Saturday, December 11, 2010

When Paris was Paris: The Luminous Years

They listened to jazz, haunted cafes, and revolutionized art, music, and literature. In the early Twentieth Century, a remarkable creative vanguard collected in Paris. Something of a trailblazing cultural documentarian in her own right, writer-director-producer Perry Miller Adato profiles the diverse cast of cultural icons whose collaborations and rivalries produced what we now term “modernism” in Paris the Luminous Years: Toward the Making of the Modern (trailer here), which premieres on most PBS stations this coming Wednesday.

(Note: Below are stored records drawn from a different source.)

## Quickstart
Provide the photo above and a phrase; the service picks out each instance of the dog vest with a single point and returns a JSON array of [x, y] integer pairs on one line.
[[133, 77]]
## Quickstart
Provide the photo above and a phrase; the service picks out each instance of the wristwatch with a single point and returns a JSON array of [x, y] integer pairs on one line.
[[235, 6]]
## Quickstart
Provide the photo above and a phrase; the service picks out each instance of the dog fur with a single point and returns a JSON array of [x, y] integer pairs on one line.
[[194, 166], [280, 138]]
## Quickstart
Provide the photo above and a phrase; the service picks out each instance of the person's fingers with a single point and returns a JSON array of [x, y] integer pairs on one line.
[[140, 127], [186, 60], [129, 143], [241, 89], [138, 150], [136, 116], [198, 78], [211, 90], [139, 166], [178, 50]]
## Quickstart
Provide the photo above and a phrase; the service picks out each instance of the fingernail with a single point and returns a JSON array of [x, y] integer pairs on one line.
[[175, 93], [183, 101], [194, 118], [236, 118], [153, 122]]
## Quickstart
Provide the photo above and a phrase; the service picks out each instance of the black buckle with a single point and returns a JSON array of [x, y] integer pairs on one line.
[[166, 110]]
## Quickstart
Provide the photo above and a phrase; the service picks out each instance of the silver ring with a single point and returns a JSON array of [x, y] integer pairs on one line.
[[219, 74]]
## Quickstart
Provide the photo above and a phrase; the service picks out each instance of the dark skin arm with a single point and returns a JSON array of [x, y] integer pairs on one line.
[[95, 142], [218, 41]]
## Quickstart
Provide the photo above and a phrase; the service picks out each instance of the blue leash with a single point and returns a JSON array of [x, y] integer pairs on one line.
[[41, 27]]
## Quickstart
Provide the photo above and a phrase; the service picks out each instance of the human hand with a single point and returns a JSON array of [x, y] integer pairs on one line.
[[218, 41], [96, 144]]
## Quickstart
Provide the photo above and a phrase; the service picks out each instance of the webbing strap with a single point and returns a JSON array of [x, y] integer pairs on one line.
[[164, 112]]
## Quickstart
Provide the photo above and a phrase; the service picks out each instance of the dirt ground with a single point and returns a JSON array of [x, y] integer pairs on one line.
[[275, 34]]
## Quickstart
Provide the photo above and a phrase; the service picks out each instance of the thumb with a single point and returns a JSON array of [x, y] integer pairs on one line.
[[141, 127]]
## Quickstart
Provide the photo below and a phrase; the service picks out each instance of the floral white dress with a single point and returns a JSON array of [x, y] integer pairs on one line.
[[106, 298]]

According to Luminous, the future began in 1905 when Matisse made his first sale (to Gertrude Stein). Yet, it was the 1907 Cézanne retrospective that propelled close friends and fellow painters Georges Braque and Pablo Picasso to develop Cubism (as it is now referred) on their canvasses, sending shockwaves through the art world. A few years later, The Rite of Spring caused a legitimate riot at Serge Diaghilev’s Ballet Russes. Though Stravinsky’s dissonant music is often singled out for scorn (or credit), Nijinsky’s choreography was nearly as avant-garde.

Soon, the Americans arrived, including Ernest Hemingway and Josephine Baker. Ironically, one academic asserts Langston Hughes likely discovered jazz, the music that would shape and inform his greatest poems, while working as a busboy in a Parisian jazz club.

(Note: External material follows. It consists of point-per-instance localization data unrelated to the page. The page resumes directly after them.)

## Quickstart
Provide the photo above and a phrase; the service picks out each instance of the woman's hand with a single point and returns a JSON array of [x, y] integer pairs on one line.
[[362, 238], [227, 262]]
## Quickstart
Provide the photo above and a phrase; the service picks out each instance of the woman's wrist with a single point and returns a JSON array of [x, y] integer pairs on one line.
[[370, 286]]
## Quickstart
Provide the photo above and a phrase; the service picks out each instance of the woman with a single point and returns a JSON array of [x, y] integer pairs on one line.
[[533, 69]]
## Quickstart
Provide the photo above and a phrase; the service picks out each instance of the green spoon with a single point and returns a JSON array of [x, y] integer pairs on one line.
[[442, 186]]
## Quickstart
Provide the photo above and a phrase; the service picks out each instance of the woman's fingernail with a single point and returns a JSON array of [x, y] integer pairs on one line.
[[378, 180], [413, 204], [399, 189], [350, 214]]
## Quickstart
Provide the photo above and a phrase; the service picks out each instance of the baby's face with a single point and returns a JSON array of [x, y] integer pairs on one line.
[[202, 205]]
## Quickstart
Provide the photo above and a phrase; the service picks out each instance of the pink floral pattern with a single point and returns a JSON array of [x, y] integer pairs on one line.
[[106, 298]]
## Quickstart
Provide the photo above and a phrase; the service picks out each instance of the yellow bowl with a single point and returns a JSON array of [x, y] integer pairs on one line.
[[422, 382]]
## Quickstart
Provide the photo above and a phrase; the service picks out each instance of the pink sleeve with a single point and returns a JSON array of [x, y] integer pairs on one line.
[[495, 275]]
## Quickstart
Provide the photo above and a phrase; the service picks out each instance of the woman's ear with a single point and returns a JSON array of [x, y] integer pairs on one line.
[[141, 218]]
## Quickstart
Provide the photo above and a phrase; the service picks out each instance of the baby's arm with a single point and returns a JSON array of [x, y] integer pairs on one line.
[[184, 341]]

While Adato thoroughly covers all these big epochal moments in the birth of modernism, Luminous is best at making connections between artists and disciplines. Poets like Guillaume Apollinaire and Jean Cocteau befriended artists like Picasso and Chagall. Artists like Miró and de Chirico designed sets for the Ballet Russes. Within disciplines, innovative classical composers like Mihaud and Satie incorporated American jazz into their compositions.

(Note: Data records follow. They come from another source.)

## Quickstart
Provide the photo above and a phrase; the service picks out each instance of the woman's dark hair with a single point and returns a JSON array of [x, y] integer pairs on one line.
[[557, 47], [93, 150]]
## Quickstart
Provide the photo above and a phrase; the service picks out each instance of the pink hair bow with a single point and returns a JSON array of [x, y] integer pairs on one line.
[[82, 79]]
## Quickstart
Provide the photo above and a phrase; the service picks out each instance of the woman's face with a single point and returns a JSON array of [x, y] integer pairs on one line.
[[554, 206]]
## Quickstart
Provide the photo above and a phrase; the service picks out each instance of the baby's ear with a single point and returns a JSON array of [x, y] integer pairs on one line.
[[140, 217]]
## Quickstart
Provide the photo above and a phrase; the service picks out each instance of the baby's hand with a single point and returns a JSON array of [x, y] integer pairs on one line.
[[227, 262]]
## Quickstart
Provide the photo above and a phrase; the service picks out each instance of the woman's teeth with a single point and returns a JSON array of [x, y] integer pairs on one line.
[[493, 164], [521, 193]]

Unlike customary practice for many documentaries, Adato avoids gratuitous use of celebrities as talking heads or narrators. No offense is intended to Concetta Tomei (best known as the dead mother in Providence), whose voice-over work is clear and pleasant, yet happily never distracts from the ample illustrations of the art under discussion. While eschewing big names, Luminous’s on-camera academic commentary is all completely on-point and rather informative.

Luminous is the sort of programming PBS always claims to produce when its federal funding is in jeopardy, but is all too rare on its schedule. It really is all about fine art, music, and literature, with only the briefest of political commentary mixed in (but even that was unnecessary). Smartly written and well produced cultural history on film, Luminous airs on most PBS outlets this Wednesday (12/15) and will be available on DVD the day before.